NtropiX: The Tsshannoneffective Program

Software For Algorithmic Trading Of Equities:

The Tsshannoneffective Program - Calculate the Effective Shannon Probability

tsshannoneffective [-c] [-e] [-v] avg rms number

DESCRIPTION

Tsshannoneffective is for calculating the effective Shannon probability, given the average, root mean square, data set size, and data set duration, of the normalized increments of a time series.

DATA SET SIZE CONSIDERATIONS

This program addresses the question "is there reasonable evidence to justify investment in an equity based on data set size?"

The Shannon probability of a time series is the likelihood that the value of the time series will increase in the next time interval. The Shannon probability is measured using the average, avg, and root mean square, rms, of the normalized increments of the time series. Using the rms to compute the Shannon probability, P:


      rms + 1
  P = ------- ....................................(1.1)
         2

However, there is an error associated with the measurement of rms do to the size of the data set, N, (ie., the number of records in the time series,) used in the calculation of rms. The confidence level, c, is the likelihood that this error is less than some error level, e.

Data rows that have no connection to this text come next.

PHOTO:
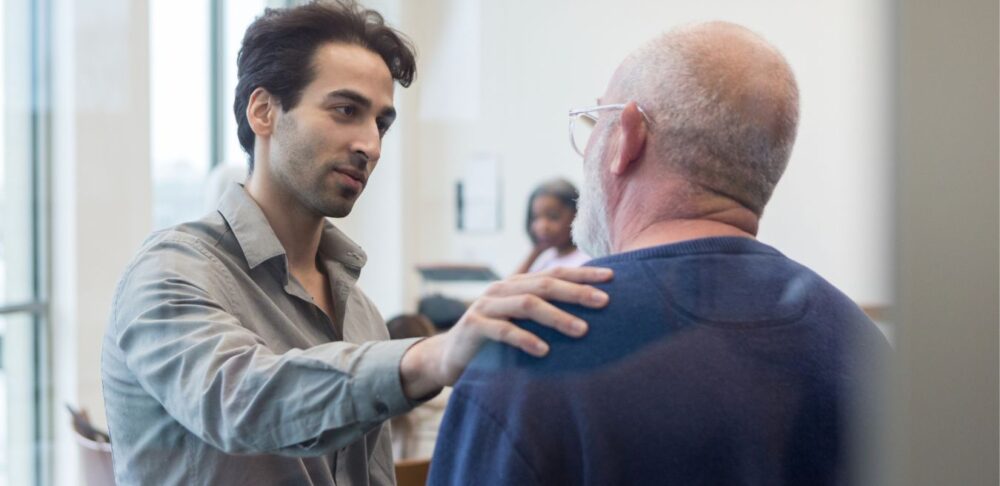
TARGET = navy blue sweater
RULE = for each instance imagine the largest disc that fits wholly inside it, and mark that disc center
(717, 361)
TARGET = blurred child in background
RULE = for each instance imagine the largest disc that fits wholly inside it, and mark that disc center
(551, 210)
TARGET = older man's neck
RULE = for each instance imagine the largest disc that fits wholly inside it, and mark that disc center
(706, 219)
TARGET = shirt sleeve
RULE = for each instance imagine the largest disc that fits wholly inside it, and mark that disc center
(173, 325)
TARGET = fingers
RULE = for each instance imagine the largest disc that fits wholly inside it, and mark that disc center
(533, 307)
(512, 335)
(550, 288)
(571, 274)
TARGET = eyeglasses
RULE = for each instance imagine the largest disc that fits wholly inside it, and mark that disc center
(582, 122)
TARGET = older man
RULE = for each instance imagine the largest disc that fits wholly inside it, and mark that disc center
(719, 360)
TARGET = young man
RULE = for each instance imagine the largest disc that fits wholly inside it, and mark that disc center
(718, 360)
(239, 350)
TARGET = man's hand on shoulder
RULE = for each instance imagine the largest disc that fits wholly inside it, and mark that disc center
(438, 361)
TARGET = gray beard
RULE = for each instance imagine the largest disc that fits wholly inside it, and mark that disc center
(590, 228)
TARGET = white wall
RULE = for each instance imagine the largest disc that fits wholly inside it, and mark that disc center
(507, 91)
(100, 189)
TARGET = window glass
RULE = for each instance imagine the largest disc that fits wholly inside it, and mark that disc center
(180, 113)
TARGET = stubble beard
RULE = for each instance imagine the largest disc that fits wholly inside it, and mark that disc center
(590, 228)
(307, 179)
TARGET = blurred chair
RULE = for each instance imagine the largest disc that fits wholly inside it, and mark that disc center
(95, 450)
(412, 472)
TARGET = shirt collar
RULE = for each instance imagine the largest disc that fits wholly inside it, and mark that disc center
(260, 244)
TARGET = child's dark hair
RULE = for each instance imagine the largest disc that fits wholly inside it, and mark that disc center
(561, 189)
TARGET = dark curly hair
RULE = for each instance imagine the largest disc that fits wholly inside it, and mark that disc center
(561, 189)
(278, 48)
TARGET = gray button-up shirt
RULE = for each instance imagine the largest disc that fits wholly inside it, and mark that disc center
(219, 369)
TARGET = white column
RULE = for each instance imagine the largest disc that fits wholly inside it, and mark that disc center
(100, 189)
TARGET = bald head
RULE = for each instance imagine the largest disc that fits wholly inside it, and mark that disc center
(724, 105)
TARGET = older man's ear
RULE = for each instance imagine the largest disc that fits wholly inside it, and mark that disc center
(633, 138)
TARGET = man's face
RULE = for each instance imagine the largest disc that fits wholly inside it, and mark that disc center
(324, 149)
(590, 228)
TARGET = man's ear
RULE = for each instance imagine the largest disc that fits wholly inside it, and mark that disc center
(262, 112)
(633, 138)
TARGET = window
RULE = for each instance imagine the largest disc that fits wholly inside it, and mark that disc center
(180, 67)
(23, 246)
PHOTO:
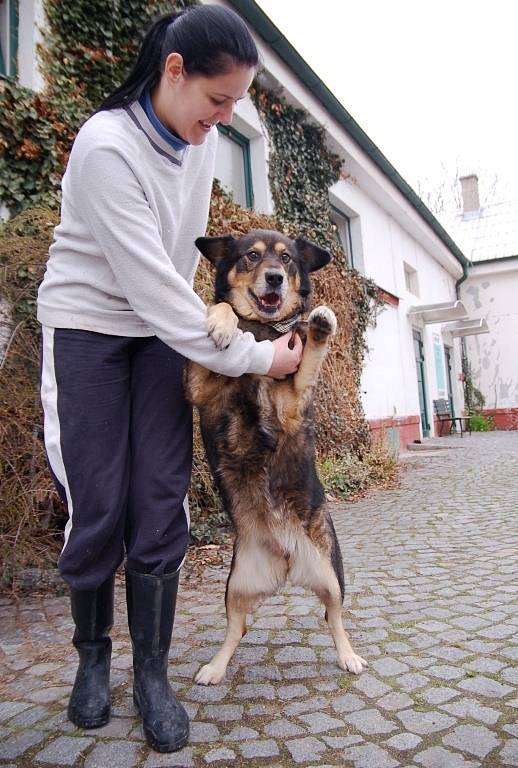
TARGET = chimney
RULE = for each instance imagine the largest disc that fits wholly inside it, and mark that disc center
(470, 198)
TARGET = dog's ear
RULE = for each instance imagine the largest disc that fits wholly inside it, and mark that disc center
(314, 257)
(214, 248)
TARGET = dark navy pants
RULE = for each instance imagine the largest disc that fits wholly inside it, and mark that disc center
(118, 435)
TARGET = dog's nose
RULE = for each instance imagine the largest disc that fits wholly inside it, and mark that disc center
(274, 278)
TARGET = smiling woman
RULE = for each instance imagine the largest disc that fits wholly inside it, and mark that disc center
(119, 317)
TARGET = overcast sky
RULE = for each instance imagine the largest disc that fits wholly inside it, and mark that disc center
(434, 84)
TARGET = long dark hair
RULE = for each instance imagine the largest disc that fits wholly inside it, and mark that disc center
(210, 38)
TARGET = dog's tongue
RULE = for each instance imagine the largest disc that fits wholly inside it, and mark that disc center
(270, 299)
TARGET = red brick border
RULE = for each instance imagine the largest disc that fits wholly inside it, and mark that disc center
(505, 418)
(406, 426)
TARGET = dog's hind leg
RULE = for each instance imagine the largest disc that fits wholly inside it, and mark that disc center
(315, 570)
(256, 573)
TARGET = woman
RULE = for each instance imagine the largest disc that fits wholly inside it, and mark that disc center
(119, 316)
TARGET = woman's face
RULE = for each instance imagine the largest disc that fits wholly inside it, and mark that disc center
(189, 105)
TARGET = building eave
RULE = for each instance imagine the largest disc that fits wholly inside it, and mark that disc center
(271, 34)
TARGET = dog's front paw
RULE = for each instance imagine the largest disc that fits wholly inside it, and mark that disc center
(353, 663)
(221, 324)
(210, 674)
(322, 323)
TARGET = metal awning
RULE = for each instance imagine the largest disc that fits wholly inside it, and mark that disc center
(439, 313)
(470, 327)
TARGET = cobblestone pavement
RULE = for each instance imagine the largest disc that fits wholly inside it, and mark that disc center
(432, 599)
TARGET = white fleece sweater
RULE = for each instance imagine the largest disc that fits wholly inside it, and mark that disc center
(123, 257)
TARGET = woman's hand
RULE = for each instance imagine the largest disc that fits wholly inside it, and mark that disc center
(286, 360)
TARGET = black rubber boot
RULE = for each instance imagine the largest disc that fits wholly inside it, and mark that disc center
(92, 611)
(151, 606)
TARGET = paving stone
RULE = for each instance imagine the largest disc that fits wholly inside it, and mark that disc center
(438, 695)
(303, 750)
(424, 722)
(254, 691)
(250, 655)
(282, 728)
(438, 757)
(241, 733)
(30, 717)
(203, 732)
(472, 709)
(349, 702)
(9, 709)
(510, 675)
(18, 743)
(224, 712)
(475, 739)
(116, 754)
(445, 672)
(404, 741)
(63, 751)
(485, 686)
(412, 681)
(267, 748)
(204, 693)
(311, 704)
(300, 672)
(370, 721)
(392, 701)
(293, 691)
(118, 727)
(271, 622)
(260, 672)
(371, 686)
(388, 667)
(509, 753)
(219, 754)
(369, 756)
(485, 665)
(339, 742)
(294, 653)
(319, 722)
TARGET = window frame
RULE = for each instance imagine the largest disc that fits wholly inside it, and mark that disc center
(349, 244)
(9, 64)
(244, 144)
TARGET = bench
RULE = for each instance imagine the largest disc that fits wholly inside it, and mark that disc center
(442, 408)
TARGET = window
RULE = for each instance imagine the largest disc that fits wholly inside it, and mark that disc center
(342, 224)
(8, 37)
(233, 168)
(411, 282)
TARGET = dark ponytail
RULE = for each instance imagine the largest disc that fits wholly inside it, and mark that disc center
(210, 39)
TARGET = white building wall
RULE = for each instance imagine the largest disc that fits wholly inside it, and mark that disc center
(386, 231)
(389, 381)
(491, 291)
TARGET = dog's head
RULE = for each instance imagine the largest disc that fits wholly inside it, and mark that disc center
(263, 275)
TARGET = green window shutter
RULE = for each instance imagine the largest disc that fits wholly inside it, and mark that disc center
(244, 145)
(9, 46)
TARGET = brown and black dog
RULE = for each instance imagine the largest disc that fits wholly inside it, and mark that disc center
(259, 436)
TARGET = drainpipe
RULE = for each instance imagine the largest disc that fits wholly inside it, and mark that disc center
(463, 351)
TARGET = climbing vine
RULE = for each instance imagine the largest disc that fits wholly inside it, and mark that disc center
(89, 47)
(90, 44)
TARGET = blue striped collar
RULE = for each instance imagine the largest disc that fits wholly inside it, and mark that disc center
(171, 138)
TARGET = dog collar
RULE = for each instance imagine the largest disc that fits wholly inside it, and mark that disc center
(283, 326)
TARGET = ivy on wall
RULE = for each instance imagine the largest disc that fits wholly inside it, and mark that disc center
(89, 47)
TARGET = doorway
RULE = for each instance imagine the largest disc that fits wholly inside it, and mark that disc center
(421, 381)
(448, 354)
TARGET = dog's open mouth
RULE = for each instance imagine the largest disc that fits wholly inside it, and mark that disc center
(269, 303)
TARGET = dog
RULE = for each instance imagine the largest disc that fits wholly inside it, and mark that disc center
(258, 434)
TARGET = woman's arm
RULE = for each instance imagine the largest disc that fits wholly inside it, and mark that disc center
(110, 199)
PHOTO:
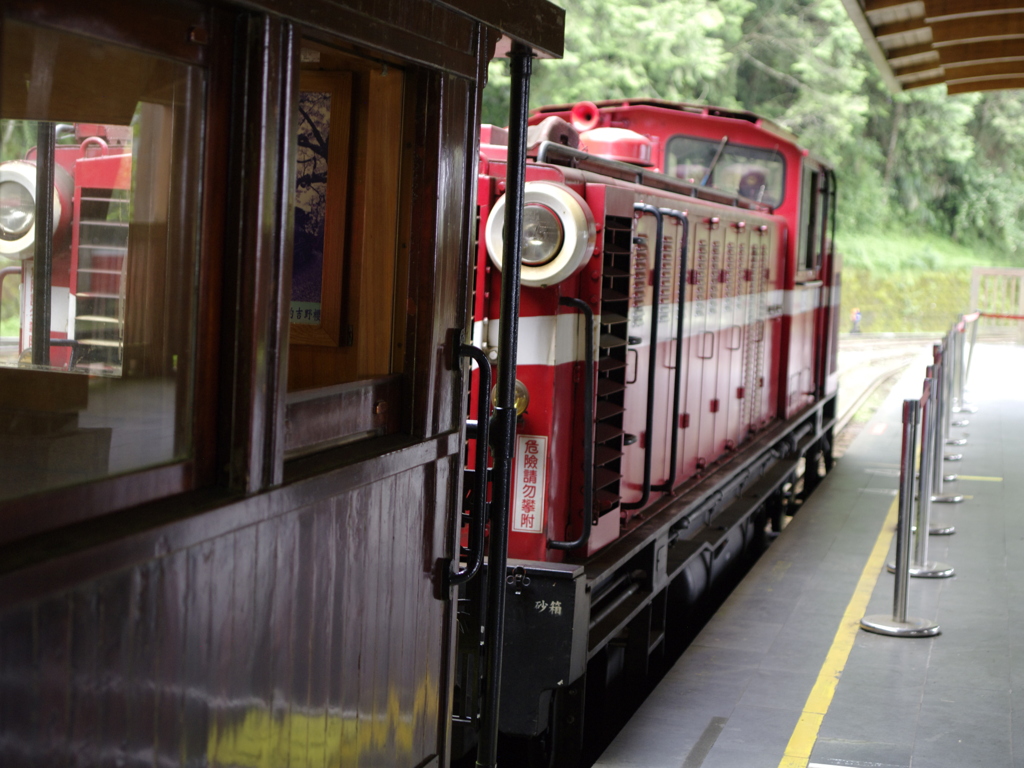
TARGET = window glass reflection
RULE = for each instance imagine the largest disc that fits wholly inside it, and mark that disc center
(108, 389)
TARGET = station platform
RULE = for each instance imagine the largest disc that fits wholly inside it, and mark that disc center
(782, 676)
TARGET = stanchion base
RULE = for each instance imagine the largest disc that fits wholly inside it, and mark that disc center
(928, 570)
(883, 625)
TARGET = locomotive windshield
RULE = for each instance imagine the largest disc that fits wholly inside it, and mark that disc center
(749, 171)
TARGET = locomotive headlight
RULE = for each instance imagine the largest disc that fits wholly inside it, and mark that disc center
(17, 207)
(17, 211)
(542, 235)
(558, 233)
(520, 397)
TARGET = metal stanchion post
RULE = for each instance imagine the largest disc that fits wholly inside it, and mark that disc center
(948, 388)
(958, 375)
(943, 386)
(974, 340)
(898, 625)
(936, 451)
(961, 407)
(931, 434)
(938, 355)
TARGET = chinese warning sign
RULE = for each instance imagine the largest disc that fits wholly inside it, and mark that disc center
(527, 503)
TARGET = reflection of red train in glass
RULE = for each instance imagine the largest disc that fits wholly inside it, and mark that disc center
(91, 208)
(693, 244)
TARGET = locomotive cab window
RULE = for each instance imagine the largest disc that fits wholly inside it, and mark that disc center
(748, 171)
(96, 310)
(345, 340)
(812, 211)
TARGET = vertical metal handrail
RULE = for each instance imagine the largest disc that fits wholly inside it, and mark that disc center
(898, 625)
(931, 435)
(42, 267)
(588, 420)
(670, 483)
(477, 520)
(6, 272)
(504, 419)
(652, 356)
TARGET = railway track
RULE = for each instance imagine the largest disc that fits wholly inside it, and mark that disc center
(868, 368)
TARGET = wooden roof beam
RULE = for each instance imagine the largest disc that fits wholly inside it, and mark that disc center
(899, 28)
(970, 86)
(983, 28)
(986, 71)
(923, 83)
(902, 72)
(872, 5)
(939, 10)
(996, 50)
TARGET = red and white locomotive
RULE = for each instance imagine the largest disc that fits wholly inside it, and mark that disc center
(653, 445)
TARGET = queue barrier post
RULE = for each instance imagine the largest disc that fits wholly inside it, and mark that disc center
(949, 389)
(931, 436)
(898, 625)
(938, 356)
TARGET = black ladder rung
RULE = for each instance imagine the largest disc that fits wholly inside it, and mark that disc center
(606, 365)
(608, 386)
(605, 432)
(606, 409)
(605, 455)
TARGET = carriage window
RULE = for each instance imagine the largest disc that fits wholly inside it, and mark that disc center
(811, 218)
(752, 172)
(345, 325)
(96, 311)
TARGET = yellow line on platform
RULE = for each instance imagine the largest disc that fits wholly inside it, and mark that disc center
(798, 752)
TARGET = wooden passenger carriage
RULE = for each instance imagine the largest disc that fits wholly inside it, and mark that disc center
(226, 546)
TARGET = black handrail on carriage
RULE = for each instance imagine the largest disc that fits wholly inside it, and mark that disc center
(556, 154)
(478, 512)
(504, 419)
(43, 270)
(588, 420)
(652, 357)
(670, 483)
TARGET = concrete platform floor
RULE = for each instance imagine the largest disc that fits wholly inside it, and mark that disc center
(782, 677)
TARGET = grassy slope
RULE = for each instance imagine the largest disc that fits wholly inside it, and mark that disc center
(906, 282)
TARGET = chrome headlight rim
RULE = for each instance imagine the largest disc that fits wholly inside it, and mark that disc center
(23, 173)
(579, 232)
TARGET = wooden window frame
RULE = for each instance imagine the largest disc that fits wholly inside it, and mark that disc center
(322, 413)
(35, 514)
(329, 331)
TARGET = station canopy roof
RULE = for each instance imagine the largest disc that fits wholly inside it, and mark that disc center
(970, 45)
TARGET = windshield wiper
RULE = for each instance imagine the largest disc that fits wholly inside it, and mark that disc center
(714, 161)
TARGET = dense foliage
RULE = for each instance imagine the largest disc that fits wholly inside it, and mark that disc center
(918, 161)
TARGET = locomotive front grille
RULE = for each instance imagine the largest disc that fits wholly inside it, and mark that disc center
(608, 434)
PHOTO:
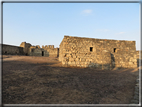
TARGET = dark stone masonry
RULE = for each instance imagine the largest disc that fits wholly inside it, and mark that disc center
(98, 53)
(84, 52)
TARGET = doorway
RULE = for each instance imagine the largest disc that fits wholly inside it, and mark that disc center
(42, 53)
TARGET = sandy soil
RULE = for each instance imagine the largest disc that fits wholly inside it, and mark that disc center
(43, 80)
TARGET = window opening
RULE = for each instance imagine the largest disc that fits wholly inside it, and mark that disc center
(42, 53)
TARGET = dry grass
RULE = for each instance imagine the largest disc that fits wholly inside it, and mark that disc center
(42, 80)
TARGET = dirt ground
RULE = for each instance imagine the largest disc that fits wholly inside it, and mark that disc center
(43, 80)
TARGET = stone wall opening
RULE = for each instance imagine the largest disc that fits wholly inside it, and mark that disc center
(91, 49)
(114, 49)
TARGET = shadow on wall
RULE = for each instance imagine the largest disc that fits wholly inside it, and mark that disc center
(100, 66)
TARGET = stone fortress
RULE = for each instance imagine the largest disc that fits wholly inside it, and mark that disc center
(84, 52)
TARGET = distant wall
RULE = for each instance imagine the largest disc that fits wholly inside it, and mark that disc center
(12, 50)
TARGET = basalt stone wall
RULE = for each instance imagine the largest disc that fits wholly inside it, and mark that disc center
(139, 57)
(101, 53)
(51, 51)
(37, 52)
(26, 47)
(12, 50)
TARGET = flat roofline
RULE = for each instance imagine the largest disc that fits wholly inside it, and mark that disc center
(96, 38)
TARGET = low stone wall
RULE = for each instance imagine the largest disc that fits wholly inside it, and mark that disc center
(12, 50)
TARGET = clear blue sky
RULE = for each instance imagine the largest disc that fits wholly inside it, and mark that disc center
(47, 23)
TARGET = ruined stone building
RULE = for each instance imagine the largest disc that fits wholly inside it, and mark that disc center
(84, 52)
(99, 53)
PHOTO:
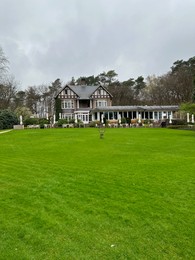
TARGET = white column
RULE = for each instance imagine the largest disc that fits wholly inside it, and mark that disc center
(188, 117)
(192, 118)
(98, 116)
(21, 123)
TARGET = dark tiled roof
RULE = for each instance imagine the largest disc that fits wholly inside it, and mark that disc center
(83, 91)
(136, 108)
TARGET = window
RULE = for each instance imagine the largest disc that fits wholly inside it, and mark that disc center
(101, 103)
(67, 104)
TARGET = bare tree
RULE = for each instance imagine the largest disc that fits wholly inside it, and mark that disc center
(8, 89)
(3, 63)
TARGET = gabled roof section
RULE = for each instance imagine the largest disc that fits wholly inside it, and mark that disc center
(83, 91)
(100, 86)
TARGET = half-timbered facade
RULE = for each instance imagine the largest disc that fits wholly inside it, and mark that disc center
(93, 103)
(77, 101)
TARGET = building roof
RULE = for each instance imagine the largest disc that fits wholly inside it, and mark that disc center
(135, 108)
(83, 91)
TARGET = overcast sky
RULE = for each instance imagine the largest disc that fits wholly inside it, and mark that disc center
(49, 39)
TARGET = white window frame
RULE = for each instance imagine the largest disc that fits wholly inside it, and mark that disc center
(67, 104)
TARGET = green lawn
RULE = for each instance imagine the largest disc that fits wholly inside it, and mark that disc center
(67, 194)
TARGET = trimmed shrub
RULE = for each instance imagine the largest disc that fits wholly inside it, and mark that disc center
(7, 119)
(178, 121)
(61, 122)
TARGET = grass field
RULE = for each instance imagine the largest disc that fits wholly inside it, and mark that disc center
(67, 194)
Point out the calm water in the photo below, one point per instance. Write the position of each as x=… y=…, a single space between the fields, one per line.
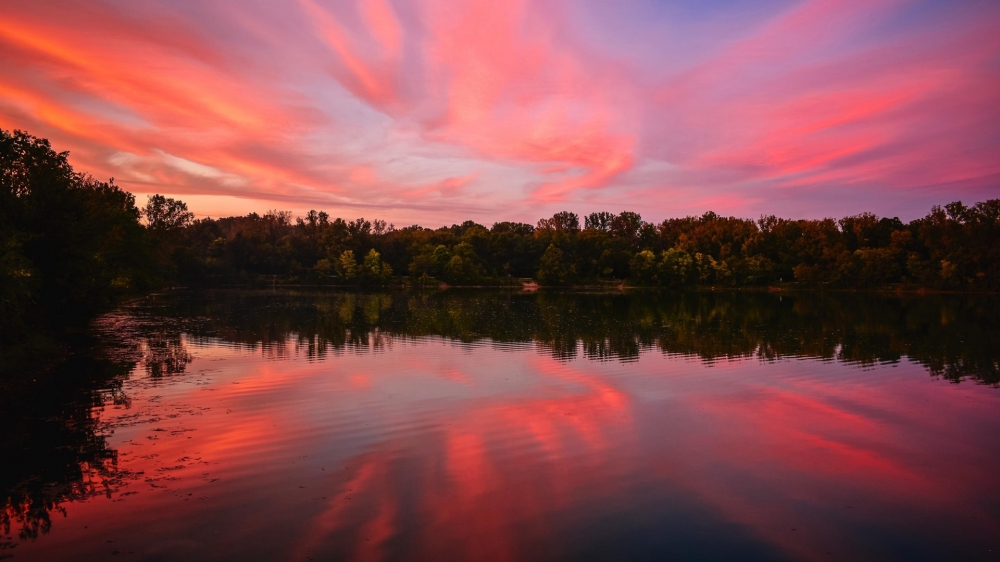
x=491 y=425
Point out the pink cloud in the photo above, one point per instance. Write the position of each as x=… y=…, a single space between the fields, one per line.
x=534 y=110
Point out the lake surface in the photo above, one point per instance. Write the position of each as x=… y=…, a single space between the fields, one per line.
x=311 y=425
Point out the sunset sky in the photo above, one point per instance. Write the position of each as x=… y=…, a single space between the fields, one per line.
x=436 y=111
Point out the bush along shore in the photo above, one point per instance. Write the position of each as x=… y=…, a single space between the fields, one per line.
x=71 y=244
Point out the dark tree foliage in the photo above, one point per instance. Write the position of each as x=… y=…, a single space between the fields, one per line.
x=68 y=243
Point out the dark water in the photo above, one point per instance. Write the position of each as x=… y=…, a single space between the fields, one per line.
x=492 y=425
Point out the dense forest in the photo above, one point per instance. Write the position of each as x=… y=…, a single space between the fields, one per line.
x=69 y=244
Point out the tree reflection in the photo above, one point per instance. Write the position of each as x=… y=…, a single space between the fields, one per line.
x=953 y=336
x=55 y=451
x=53 y=445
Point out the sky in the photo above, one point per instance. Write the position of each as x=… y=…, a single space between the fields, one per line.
x=434 y=112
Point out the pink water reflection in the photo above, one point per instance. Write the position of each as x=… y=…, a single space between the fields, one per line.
x=435 y=450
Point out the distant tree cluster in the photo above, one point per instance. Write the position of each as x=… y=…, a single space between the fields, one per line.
x=69 y=244
x=950 y=248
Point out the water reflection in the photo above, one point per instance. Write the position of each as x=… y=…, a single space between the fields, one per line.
x=508 y=425
x=953 y=336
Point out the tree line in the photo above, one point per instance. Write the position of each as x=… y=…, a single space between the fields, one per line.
x=70 y=243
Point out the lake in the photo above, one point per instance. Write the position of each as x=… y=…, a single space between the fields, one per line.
x=507 y=425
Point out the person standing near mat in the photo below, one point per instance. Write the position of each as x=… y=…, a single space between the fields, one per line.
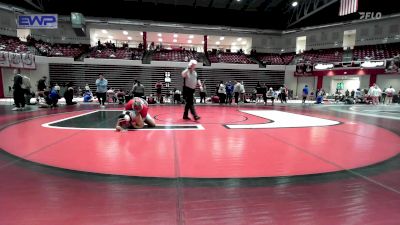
x=135 y=115
x=101 y=91
x=18 y=93
x=189 y=85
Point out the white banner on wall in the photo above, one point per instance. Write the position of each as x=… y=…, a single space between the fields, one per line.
x=16 y=60
x=28 y=61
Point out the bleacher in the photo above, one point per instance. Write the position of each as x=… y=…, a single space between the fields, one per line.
x=235 y=58
x=120 y=53
x=174 y=55
x=65 y=51
x=12 y=44
x=275 y=59
x=381 y=51
x=323 y=55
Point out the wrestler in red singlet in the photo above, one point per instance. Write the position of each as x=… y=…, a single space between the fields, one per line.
x=135 y=115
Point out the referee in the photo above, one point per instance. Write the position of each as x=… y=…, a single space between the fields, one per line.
x=189 y=85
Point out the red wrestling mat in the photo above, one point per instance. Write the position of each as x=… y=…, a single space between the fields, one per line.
x=297 y=145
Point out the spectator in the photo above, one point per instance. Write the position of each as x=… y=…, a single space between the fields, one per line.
x=190 y=82
x=88 y=96
x=111 y=96
x=57 y=88
x=42 y=84
x=121 y=96
x=229 y=92
x=26 y=86
x=203 y=91
x=177 y=96
x=375 y=92
x=18 y=93
x=305 y=93
x=69 y=95
x=270 y=95
x=158 y=87
x=283 y=94
x=101 y=90
x=138 y=90
x=236 y=91
x=389 y=95
x=221 y=92
x=242 y=92
x=52 y=97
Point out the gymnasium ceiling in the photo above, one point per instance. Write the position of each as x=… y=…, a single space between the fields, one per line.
x=262 y=14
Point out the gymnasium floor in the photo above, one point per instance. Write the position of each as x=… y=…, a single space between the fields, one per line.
x=282 y=164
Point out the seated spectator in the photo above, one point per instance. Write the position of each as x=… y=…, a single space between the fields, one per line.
x=69 y=95
x=270 y=95
x=121 y=96
x=88 y=96
x=111 y=95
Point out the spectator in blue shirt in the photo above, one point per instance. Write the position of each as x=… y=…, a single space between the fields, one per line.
x=101 y=91
x=229 y=92
x=305 y=93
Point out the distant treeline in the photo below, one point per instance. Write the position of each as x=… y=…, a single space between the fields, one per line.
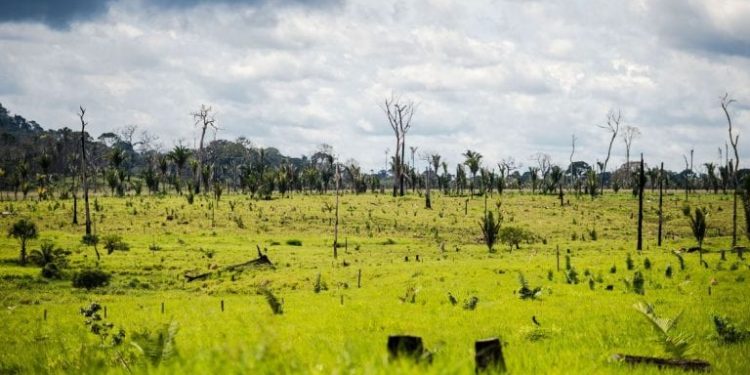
x=47 y=161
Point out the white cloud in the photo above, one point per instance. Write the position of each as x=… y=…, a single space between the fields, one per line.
x=507 y=78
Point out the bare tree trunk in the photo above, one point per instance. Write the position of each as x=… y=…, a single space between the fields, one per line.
x=403 y=155
x=641 y=178
x=661 y=193
x=336 y=220
x=396 y=167
x=427 y=202
x=725 y=102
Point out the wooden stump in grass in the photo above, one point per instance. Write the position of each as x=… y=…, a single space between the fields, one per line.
x=489 y=355
x=404 y=346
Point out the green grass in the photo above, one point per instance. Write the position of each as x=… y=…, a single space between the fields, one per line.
x=580 y=327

Over the many time intervals represented in the time series, the error will be greater than the error level, e, (1 - c) * 100 percent of the time-requiring that the Shannon probability, P, be reduced by a factor of c to accommodate the measurement error:


       rms - e + 1
  Pc = ----------- ...............................(1.2)
            2

where the error level, e, and the confidence level, c, are calculated using statistical estimates, and the product P times c is the effective Shannon probability that should be used in the calculation of optimal wagering strategies.

The error, e, expressed in terms of the standard deviation of the measurement error do to an insufficient data set size, esigma, is:


            e
  esigma = --- sqrt (2N) .........................(1.3)
           rms

where N is the data set size = number of records. From this, the confidence level can be calculated from the cumulative sum, (ie., integration) of the normal distribution, ie.:

c	esigma
50	0.67
68.27	1.00
80	1.28
90	1.64
95	1.96
95.45	2.00
99	2.58
99.73	3.00

Note that the equation:


       rms - e + 1
  Pc = ----------- ...............................(1.4)
            2

will require an iterated solution since the cumulative normal distribution is transcendental. For convenience, let F(esigma) be the function that given esigma, returns c, (ie., performs the table operation, above,) then:


                  rms - e + 1
  P * F(esigma) = -----------
                       2

                        rms * esigma
                  rms - ------------ + 1
                         sqrt (2N)
                = ---------------------- .........(1.5)
                            2

Then:


                              rms * esigma
                        rms - ------------ + 1
  rms + 1                      sqrt (2N)
  ------- * F(esigma) = ---------------------- ...(1.6)
     2                            2

or:


                                rms * esigma
  (rms + 1) * F(esigma) = rms - ------------ + 1 .(1.7)
                                 sqrt (2N)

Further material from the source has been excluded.